If $$ A=\left|\begin{array}{ll} -2 & 3 \\ -1 & 1 \end{array}\right| $$ then \(\mathrm{A}^{3}=\ldots\) (a)I (b) \(\mathrm{O}\) (c) \(-\mathrm{A}\) (d) \(\mathrm{A}+\mathrm{I}\)

Write down the given matrix A: \[ A=\left|\begin{array}{ll} -2 & 3 \\ -1 & 1 \end{array}\right| \]

Multiply matrix A by itself (A*A): \[ A^{2} = A*A =\left|\begin{array}{ll} -2 & 3 \\ -1 & 1 \end{array}\right| * \left|\begin{array}{ll} -2 & 3 \\ -1 & 1 \end{array}\right| \] To multiply these matrices, use the following formula for each element in the result: \((A^2)_{ij} = \sum_{k=1}^{n} (A_{ik} * A_{kj})\) Now perform the multiplication: \[ A^{2} = \left|\begin{array}{ll} (-2)*(-2) + 3*(-1) & (-2)*3 + 3*1\\ (-1)*(-2) + 1*(-1) & (-1)*3 + 1*1 \end{array}\right| \] Calculate the values within the resulting matrix: \[ A^{2} = \left|\begin{array}{ll} 4 - 3 & -6 + 3\\ 2 - 1 & -3 + 1 \end{array}\right| \] And the result becomes: \[ A^{2} = \left|\begin{array}{ll} 1 & -3\\ 1 & -2 \end{array}\right| \]

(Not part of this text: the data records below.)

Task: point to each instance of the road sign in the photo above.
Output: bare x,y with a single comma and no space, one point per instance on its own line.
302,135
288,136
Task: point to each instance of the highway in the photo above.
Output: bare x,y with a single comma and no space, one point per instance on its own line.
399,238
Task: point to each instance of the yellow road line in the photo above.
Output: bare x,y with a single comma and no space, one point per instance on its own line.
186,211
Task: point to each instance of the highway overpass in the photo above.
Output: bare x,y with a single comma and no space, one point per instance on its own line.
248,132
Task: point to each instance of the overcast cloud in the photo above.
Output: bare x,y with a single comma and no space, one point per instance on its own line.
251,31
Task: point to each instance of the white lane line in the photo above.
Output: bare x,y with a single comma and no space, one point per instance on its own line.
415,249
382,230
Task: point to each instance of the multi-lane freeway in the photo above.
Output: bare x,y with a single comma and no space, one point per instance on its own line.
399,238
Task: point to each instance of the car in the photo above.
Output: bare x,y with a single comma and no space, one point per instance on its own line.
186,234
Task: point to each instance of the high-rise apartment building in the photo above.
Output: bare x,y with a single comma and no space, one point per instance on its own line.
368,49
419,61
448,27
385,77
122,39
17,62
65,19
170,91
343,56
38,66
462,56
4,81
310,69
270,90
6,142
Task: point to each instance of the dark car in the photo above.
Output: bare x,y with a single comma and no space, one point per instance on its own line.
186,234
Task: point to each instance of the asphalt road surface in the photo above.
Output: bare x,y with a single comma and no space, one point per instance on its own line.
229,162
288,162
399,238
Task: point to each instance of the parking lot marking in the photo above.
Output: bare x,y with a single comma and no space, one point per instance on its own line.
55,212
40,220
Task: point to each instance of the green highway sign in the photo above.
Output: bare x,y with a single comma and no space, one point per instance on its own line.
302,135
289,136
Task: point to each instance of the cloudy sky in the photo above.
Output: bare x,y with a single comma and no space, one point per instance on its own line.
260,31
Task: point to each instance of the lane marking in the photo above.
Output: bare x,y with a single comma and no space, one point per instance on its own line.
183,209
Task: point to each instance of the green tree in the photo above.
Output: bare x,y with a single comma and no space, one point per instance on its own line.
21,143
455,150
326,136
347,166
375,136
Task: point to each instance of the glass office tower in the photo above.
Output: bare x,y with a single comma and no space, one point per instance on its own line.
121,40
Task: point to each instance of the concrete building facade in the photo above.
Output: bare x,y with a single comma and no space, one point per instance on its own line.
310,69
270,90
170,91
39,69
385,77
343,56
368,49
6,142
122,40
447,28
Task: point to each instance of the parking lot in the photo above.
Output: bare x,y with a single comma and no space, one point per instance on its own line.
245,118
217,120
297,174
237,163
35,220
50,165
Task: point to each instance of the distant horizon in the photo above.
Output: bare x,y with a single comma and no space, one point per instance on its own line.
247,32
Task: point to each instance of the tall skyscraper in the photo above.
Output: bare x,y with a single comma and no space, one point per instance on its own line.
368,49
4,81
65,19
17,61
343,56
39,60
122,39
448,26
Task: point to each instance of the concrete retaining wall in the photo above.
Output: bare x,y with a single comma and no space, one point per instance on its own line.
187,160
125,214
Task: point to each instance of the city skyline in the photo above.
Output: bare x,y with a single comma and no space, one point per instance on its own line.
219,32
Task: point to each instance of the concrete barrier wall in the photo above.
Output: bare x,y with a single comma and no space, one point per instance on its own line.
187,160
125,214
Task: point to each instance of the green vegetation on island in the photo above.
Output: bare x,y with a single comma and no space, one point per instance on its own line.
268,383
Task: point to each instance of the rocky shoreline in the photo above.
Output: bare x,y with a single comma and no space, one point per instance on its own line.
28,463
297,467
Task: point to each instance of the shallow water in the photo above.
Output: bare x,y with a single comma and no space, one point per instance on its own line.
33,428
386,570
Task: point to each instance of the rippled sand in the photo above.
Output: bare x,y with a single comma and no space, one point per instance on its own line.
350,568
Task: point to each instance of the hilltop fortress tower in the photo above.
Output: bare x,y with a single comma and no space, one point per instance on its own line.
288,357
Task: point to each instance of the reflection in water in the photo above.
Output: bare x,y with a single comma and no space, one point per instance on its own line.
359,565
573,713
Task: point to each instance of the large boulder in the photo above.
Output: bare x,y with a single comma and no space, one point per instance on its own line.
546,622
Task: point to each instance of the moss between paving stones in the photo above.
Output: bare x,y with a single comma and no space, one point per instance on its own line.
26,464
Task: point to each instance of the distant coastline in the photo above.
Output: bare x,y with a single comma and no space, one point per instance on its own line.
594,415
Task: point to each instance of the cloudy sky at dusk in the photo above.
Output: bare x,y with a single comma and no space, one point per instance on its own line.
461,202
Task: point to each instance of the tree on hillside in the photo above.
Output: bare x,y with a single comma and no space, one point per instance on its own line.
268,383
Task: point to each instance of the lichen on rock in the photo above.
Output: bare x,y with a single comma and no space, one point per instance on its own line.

Now multiply matrix \(A^2\) by matrix A to find \(A^3\): \[ A^{3} = A^{2} * A =\left|\begin{array}{ll} 1 & -3 \\ 1 & -2 \end{array}\right| * \left|\begin{array}{ll} -2 & 3 \\ -1 & 1 \end{array}\right| \] Now perform the multiplication as previously done for A*A: \[ A^{3} = \left|\begin{array}{ll} (1)*(-2) -3*(-1) & 1*3 -3*1\\ (1)*(-2) -2*(-1) & 1*3 -2*1 \end{array}\right| \] Calculate the values within the resulting matrix: \[ A^{3} = \left|\begin{array}{ll} -2 + 3 & 3 - 3\\ -2 + 2 & 3 - 2 \end{array}\right| \] Finally, we have the matrix \(A^3\): \[ A^{3} = \left|\begin{array}{ll} 1 & 0\\ 0 & 1 \end{array}\right| \] Now, compare this result to the given options: (a) I is the identity matrix, \[I=\left|\begin{array}{ll}1 & 0\\0 & 1\end{array}\right|\] (b) O is the zero matrix, \[O=\left|\begin{array}{ll}0 & 0\\0 & 0\end{array}\right|\] (c) -A is the negation of matrix A, \[-A=\left|\begin{array}{ll}2 & -3\\1 & -1\end{array}\right|\] (d) A + I is the sum of matrices A and I, \[ A + I=\left|\begin{array}{ll}-1 & 3\\-1 & 2\end{array}\right|\] Comparing the result with the options, we can see that the correct answer is: \(A^{3} = I\), so the answer is (a).